La situation ne s'améliore pas pour les femmes battues

Un nombre élevé de femmes continue de subir des violences conjugales dans notre pays. Ce week-end encore, une femme a été tuée à coup de couteau et son compagnon est le principal suspect. Dans la plupart des cas, les victimes de féminicide ont été aussi des victimes de violences domestiques.

Il n'existe pas de statistiques officielles en Belgique, mais quelques 28.000 femmes seraient, chaque année, victimes de violences dans notre pays et une quarantaine y auraient laissé leur vie.

Ecoute violences conjugales 

L'an dernier, plus de 9000 appels ont été traités par la plateforme "Ecoute violences conjugales". Ce sont majoritairement des femmes qui téléphonent, même si l'on a comptabilisé quelques 150 appels d'hommes victimes de violences dans leur couple.

Depuis deux ans, le nombre d'appels a explosé. Ce qui ne signifie pas forcément que les actes de violences soient en hausse. Une partie de cette augmentation serait due au fait que la ligne est désormais accessible 7 jours sur 7, 24 heures sur 24. Cela dit, des phénomènes comme "me too" ou "balance ton porc" ont aussi aidé les langues à se délier.

La séparation n'est pas toujours la solution

Evidemment, se séparer d'un conjoint violent semble être la solution la plus efficace pour échapper aux coups. Mais ce n'est, malheureusement, pas toujours le cas. Si il y a des enfants, la séparation est rarement totale.
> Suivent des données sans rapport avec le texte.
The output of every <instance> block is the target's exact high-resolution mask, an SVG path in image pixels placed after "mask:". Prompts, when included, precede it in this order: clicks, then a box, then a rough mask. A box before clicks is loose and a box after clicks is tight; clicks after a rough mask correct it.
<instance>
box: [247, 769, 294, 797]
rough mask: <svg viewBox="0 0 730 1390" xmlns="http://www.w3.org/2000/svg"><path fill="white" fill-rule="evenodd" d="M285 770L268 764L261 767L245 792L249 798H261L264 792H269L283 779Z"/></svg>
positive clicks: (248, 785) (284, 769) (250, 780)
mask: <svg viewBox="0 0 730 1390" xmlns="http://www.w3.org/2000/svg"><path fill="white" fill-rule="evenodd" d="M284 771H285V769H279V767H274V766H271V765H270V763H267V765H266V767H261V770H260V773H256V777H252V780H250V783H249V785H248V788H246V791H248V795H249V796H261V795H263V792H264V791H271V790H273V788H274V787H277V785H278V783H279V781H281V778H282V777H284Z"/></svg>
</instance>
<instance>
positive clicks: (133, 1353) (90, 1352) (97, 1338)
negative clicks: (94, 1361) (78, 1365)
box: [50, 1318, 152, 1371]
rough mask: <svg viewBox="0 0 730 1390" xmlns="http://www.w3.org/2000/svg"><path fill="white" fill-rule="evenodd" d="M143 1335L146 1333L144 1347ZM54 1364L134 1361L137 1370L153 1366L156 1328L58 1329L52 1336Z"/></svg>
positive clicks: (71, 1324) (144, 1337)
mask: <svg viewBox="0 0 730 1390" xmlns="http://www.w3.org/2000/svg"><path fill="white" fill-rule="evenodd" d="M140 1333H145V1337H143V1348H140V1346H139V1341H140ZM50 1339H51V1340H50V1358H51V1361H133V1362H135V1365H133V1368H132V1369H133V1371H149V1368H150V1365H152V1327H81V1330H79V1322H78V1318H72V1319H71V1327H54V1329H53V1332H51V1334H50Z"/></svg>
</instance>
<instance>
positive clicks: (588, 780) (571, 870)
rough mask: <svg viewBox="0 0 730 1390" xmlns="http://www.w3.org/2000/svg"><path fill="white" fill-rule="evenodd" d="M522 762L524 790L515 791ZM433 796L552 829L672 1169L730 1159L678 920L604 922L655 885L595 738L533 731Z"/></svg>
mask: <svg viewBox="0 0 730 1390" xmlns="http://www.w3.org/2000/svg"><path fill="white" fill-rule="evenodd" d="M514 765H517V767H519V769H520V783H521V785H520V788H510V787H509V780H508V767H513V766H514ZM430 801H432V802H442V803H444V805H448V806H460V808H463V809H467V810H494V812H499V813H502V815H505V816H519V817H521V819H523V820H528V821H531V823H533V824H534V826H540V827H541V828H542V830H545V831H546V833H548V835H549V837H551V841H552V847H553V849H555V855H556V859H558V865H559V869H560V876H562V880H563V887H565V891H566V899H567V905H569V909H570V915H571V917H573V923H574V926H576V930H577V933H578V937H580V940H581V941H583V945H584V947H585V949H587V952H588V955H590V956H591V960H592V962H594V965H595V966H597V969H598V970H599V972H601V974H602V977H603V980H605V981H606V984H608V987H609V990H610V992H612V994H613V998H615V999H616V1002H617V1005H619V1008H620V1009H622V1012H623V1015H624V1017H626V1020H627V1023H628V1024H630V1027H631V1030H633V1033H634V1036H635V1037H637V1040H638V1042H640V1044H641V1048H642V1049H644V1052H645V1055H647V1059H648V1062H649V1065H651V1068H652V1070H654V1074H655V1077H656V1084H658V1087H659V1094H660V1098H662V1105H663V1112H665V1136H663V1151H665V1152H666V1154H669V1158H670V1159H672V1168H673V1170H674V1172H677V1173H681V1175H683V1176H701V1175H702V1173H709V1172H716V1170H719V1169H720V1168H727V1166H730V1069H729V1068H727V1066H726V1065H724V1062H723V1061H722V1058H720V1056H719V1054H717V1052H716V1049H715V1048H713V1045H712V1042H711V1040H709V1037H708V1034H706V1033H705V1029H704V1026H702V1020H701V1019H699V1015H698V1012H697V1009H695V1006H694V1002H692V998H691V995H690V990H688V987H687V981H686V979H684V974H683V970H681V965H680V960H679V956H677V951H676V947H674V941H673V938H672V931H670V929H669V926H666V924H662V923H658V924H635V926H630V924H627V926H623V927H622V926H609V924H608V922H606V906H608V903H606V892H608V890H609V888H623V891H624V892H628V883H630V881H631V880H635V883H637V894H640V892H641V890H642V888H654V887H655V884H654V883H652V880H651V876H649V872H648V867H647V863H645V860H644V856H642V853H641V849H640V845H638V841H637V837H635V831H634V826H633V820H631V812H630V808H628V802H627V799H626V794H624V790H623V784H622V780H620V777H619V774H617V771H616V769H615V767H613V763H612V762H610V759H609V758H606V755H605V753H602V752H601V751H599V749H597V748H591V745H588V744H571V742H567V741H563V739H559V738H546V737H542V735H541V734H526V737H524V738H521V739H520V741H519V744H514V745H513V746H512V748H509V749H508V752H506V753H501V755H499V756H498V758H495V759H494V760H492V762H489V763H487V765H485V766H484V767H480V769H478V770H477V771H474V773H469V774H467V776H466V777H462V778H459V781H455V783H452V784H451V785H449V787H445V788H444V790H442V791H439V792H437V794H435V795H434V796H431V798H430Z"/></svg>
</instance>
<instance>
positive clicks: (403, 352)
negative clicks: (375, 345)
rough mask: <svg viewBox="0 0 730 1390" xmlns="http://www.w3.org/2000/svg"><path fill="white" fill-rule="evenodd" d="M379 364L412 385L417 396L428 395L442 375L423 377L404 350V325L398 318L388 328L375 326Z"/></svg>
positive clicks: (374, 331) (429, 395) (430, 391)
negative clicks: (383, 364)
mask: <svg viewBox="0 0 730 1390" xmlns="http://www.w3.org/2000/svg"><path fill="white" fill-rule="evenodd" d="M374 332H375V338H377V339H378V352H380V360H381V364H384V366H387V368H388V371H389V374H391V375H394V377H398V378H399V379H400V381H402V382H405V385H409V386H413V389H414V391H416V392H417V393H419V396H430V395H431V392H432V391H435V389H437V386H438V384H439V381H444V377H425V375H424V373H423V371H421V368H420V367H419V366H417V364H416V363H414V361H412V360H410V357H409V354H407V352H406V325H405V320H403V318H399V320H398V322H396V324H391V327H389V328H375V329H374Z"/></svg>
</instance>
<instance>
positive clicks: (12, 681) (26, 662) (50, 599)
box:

Et la violence continue. Beaucoup de meurtres conjugaux ont lieu après une séparation.

Lutte insuffisante en Belgique

Les associations de terrain viennent de rédiger un rapport alternatif largement critique sur la manière dont la Belgique et ses différents niveaux de pouvoir luttent contre les violences faites aux femmes. Ce rapport doit être remis ce lundi soir au Conseil de l'Europe.